I misunderstood Tristychius earlier,
and so did other workers who considered this odd shark a hybodontid. Those large dorsal spines (Fig. 2) turn out to be not so important phylogenetically. They are not a ‘key’ trait. After analysis (Fig. 6), Tristychius dorsal spines turn out to be only convergent with those of hybodontid and other ‘spiny’ sharks.
For too long Tristychius was a bad fit in the LRT.
In the LRT bad fit = bad scores. When I finally put the skull of Tristychius together with that of Rhincodon, the whale shark (Fig. 3), I understood things that had escaped me previously. For instance, prior to this weekend I had no idea a small eyeball could lie far outside what looked like the orbit, supported by long optic muscles and a long optic nerve (Fig. 3).
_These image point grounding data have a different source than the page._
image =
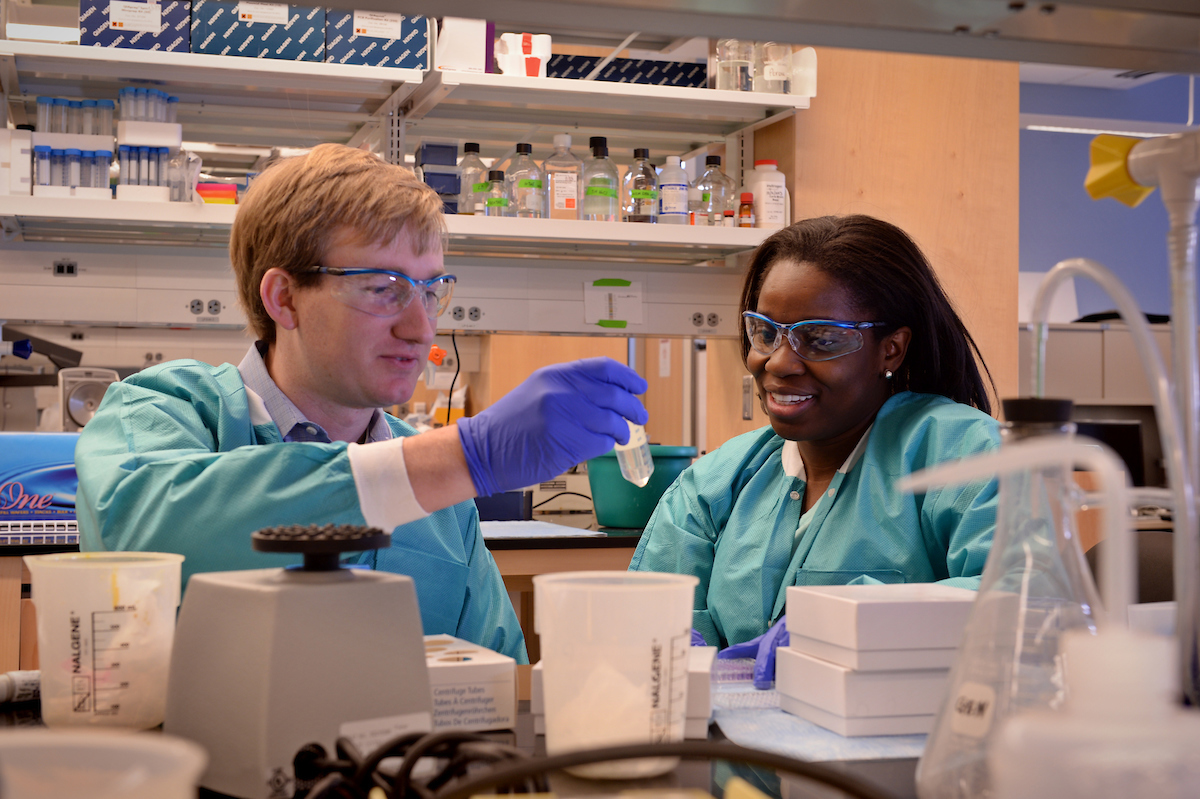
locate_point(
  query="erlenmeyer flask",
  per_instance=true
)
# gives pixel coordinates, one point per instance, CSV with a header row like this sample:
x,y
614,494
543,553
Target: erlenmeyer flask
x,y
1035,587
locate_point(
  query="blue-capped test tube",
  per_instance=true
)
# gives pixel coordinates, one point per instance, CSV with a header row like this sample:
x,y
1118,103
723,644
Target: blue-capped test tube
x,y
43,114
42,164
100,168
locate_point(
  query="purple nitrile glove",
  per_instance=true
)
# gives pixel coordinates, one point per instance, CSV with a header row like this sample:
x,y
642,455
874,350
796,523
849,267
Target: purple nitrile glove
x,y
762,649
559,416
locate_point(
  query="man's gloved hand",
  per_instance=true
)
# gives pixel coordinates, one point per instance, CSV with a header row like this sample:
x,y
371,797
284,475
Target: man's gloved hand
x,y
561,415
762,649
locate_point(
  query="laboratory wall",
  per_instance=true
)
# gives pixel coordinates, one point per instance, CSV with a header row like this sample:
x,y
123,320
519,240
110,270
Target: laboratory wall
x,y
1057,217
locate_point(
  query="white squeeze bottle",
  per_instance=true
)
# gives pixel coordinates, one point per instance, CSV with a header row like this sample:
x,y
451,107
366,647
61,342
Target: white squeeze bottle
x,y
634,457
564,176
672,193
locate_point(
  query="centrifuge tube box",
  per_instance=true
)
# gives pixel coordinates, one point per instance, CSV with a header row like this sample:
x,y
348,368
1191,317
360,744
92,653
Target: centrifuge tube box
x,y
474,688
907,616
136,24
259,30
378,38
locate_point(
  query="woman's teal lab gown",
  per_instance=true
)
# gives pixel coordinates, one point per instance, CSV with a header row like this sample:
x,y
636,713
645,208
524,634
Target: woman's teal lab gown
x,y
172,462
731,518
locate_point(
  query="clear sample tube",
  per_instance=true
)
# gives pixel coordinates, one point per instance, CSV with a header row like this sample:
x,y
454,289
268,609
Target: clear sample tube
x,y
87,161
123,152
59,116
100,168
634,457
88,118
496,202
105,116
57,168
42,164
43,114
143,166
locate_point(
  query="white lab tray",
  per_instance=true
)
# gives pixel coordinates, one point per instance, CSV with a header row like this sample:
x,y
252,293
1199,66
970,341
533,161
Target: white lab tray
x,y
907,616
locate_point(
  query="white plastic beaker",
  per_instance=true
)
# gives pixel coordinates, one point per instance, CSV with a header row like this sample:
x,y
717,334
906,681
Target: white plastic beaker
x,y
105,626
615,659
84,764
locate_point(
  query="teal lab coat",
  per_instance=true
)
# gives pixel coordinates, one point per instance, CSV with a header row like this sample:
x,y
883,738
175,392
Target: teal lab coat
x,y
731,518
172,462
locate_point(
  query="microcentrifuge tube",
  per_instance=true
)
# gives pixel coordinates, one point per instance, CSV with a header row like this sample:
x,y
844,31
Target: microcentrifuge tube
x,y
634,457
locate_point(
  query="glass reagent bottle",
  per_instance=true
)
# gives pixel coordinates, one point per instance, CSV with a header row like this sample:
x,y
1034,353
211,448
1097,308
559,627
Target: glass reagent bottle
x,y
634,457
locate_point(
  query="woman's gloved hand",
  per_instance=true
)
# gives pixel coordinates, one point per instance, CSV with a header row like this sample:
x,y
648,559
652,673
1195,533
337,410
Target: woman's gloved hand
x,y
762,649
561,415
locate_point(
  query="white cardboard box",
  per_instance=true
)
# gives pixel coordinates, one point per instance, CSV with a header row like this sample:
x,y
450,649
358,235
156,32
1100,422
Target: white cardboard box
x,y
906,616
874,660
856,727
474,689
852,695
700,694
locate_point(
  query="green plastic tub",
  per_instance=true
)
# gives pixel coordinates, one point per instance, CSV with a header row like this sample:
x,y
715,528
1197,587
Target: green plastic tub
x,y
619,503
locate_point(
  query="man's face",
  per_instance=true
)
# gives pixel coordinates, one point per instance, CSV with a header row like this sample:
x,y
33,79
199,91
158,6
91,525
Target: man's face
x,y
355,359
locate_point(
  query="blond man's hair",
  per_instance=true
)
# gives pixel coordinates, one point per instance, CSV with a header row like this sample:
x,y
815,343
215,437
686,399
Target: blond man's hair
x,y
300,206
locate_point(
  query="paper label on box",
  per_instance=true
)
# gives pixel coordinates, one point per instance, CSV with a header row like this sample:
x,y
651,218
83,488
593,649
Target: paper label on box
x,y
367,736
973,708
378,24
275,13
124,14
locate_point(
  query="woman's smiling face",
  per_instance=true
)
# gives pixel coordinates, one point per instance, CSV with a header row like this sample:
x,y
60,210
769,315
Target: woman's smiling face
x,y
821,401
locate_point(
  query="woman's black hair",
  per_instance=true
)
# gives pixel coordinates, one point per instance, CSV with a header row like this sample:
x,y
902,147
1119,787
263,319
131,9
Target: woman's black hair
x,y
889,280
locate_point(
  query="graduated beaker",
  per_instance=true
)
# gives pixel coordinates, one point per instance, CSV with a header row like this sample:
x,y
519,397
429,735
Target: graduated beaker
x,y
105,628
615,658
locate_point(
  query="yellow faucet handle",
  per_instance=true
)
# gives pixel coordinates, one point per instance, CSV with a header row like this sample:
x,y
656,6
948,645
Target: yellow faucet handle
x,y
1109,175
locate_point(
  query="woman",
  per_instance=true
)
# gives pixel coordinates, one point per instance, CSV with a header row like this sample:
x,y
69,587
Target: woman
x,y
867,373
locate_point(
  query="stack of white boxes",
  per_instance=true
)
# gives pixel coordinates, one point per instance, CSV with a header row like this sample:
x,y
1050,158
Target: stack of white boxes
x,y
700,695
870,660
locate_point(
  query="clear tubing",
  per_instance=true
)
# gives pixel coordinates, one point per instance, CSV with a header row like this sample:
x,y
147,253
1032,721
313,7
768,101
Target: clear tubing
x,y
1119,562
634,457
1179,470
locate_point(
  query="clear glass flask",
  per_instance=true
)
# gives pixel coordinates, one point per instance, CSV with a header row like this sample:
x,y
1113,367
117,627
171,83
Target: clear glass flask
x,y
601,187
641,188
527,192
634,456
733,65
1036,587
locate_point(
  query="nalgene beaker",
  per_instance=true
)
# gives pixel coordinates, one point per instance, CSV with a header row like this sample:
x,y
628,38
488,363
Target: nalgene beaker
x,y
1036,586
106,622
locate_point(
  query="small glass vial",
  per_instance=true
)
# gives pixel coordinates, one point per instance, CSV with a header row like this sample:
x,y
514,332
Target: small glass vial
x,y
126,164
57,168
745,210
143,166
59,116
100,168
496,200
105,116
87,162
88,118
42,164
634,456
45,106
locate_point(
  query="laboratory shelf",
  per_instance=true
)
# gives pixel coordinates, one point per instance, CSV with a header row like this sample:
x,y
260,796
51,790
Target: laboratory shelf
x,y
40,218
252,102
498,110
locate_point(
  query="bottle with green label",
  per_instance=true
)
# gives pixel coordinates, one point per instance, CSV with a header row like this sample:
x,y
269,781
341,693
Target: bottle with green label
x,y
526,185
641,188
474,180
717,193
601,190
496,199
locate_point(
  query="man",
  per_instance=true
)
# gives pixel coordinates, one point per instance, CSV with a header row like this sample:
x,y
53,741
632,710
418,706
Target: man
x,y
337,258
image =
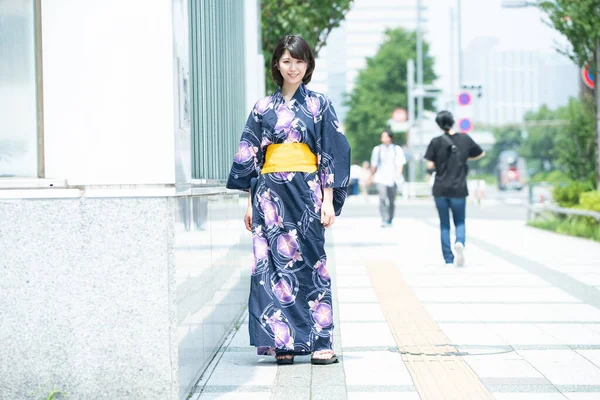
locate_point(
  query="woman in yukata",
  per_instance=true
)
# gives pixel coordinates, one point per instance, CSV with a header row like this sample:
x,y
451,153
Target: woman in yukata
x,y
294,161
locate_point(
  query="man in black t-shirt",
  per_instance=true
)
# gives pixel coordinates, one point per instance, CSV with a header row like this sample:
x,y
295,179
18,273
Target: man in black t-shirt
x,y
447,155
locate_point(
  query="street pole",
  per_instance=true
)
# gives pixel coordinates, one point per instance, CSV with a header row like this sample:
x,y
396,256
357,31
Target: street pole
x,y
597,93
419,75
452,50
410,80
458,21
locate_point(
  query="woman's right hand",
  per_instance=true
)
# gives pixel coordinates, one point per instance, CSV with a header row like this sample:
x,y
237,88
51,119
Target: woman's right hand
x,y
248,219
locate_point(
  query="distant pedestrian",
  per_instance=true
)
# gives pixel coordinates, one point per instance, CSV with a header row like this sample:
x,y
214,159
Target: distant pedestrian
x,y
447,156
387,161
363,182
355,173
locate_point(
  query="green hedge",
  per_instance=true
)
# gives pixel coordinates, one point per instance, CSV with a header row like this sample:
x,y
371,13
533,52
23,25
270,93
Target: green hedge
x,y
568,195
579,195
572,226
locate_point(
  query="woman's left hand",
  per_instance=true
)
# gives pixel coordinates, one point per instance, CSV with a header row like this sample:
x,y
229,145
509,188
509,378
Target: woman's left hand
x,y
327,214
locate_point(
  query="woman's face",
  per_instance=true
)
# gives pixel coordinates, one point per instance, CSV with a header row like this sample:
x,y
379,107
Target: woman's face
x,y
292,69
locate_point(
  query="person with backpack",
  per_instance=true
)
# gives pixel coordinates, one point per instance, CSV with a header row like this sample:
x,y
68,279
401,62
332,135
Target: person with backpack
x,y
447,156
387,161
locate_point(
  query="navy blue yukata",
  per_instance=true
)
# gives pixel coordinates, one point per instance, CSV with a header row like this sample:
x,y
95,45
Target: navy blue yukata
x,y
290,303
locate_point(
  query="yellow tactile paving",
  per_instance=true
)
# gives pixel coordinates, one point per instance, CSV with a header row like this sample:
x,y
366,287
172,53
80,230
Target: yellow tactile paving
x,y
421,341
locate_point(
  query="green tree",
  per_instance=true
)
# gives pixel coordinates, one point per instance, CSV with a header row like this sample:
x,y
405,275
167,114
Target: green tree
x,y
575,149
507,137
578,21
380,88
544,129
311,19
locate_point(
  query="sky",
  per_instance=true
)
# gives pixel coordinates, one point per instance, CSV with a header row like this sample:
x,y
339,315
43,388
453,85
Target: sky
x,y
516,29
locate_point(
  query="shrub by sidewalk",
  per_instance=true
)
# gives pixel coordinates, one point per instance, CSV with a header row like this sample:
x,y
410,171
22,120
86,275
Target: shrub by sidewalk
x,y
574,195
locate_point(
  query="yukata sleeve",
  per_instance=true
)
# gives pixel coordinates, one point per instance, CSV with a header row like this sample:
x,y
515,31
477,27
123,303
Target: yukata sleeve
x,y
248,159
334,157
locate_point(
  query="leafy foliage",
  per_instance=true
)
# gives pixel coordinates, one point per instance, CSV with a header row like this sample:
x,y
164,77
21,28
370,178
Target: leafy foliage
x,y
380,88
578,21
507,137
539,144
571,226
568,195
311,19
574,147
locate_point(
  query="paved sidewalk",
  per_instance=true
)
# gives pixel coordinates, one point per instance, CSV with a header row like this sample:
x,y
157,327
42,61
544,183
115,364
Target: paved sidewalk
x,y
520,321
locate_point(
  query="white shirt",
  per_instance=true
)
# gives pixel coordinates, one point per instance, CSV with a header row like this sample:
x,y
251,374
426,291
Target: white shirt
x,y
387,160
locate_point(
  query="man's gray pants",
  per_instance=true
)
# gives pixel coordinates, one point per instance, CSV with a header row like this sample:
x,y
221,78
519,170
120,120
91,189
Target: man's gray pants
x,y
387,195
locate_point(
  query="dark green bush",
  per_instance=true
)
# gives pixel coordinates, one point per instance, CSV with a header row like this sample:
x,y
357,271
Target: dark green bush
x,y
568,195
590,201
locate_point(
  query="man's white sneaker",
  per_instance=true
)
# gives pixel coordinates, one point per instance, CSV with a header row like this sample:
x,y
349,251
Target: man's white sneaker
x,y
459,254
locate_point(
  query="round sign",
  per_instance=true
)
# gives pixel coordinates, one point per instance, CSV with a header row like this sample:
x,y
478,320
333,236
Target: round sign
x,y
465,125
587,76
464,99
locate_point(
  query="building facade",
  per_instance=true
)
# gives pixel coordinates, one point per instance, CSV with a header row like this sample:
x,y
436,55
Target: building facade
x,y
516,82
125,261
359,37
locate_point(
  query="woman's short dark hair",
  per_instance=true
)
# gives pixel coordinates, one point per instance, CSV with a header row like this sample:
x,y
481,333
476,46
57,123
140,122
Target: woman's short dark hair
x,y
298,49
445,120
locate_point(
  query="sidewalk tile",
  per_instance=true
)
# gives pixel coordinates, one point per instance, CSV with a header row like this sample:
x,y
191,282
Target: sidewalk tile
x,y
243,369
376,368
563,367
361,312
528,396
366,334
384,396
233,396
356,295
572,333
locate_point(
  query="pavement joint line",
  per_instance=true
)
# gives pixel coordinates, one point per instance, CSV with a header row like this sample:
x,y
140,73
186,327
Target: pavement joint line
x,y
524,322
481,286
416,333
502,302
236,389
517,347
586,293
380,388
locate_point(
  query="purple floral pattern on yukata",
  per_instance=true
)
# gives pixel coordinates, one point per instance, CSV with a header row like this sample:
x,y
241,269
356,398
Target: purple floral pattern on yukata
x,y
290,295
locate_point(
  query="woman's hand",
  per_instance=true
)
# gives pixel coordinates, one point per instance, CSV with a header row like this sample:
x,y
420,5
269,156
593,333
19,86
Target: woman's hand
x,y
327,211
248,219
248,215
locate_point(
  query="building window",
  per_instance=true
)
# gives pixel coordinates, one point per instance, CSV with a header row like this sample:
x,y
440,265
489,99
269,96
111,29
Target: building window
x,y
217,85
18,93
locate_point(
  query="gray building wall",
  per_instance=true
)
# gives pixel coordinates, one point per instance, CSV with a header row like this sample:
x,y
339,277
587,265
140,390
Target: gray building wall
x,y
125,288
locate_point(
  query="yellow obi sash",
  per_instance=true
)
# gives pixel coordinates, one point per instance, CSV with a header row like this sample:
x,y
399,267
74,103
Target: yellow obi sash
x,y
289,157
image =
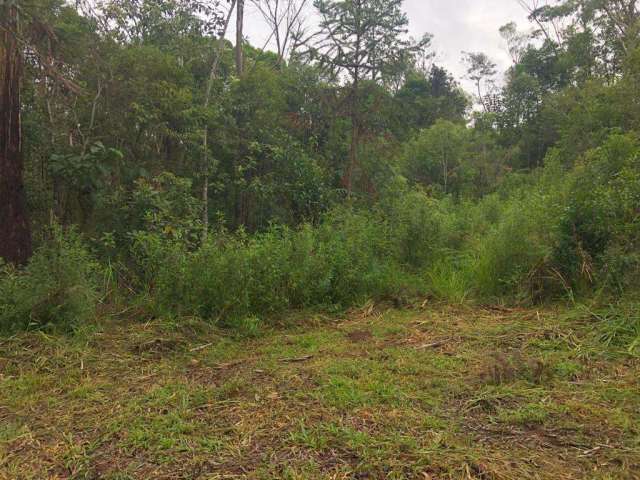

JRF Dick described Tristychius (Fig. 2), a shark known from Early Carboniferous iron nodule concretions.
From the Dick 1978 abstract:
“Tristychius arcuatus sensu stricto is a medium-sized hybodont shark with a short gape, a functionally heterocercal tail and narrow-based, tribasal pectoral fins. Its most unusual feature is a well developed opercular gill cover composed of long hyoid rays. Evidence suggests that this character was present in several Palaeozoic sharks, although it is absent in all Recent elasmobranchs. It is not clear whether it was primitively present in chondrichthyans or evolved separately in several lineages.”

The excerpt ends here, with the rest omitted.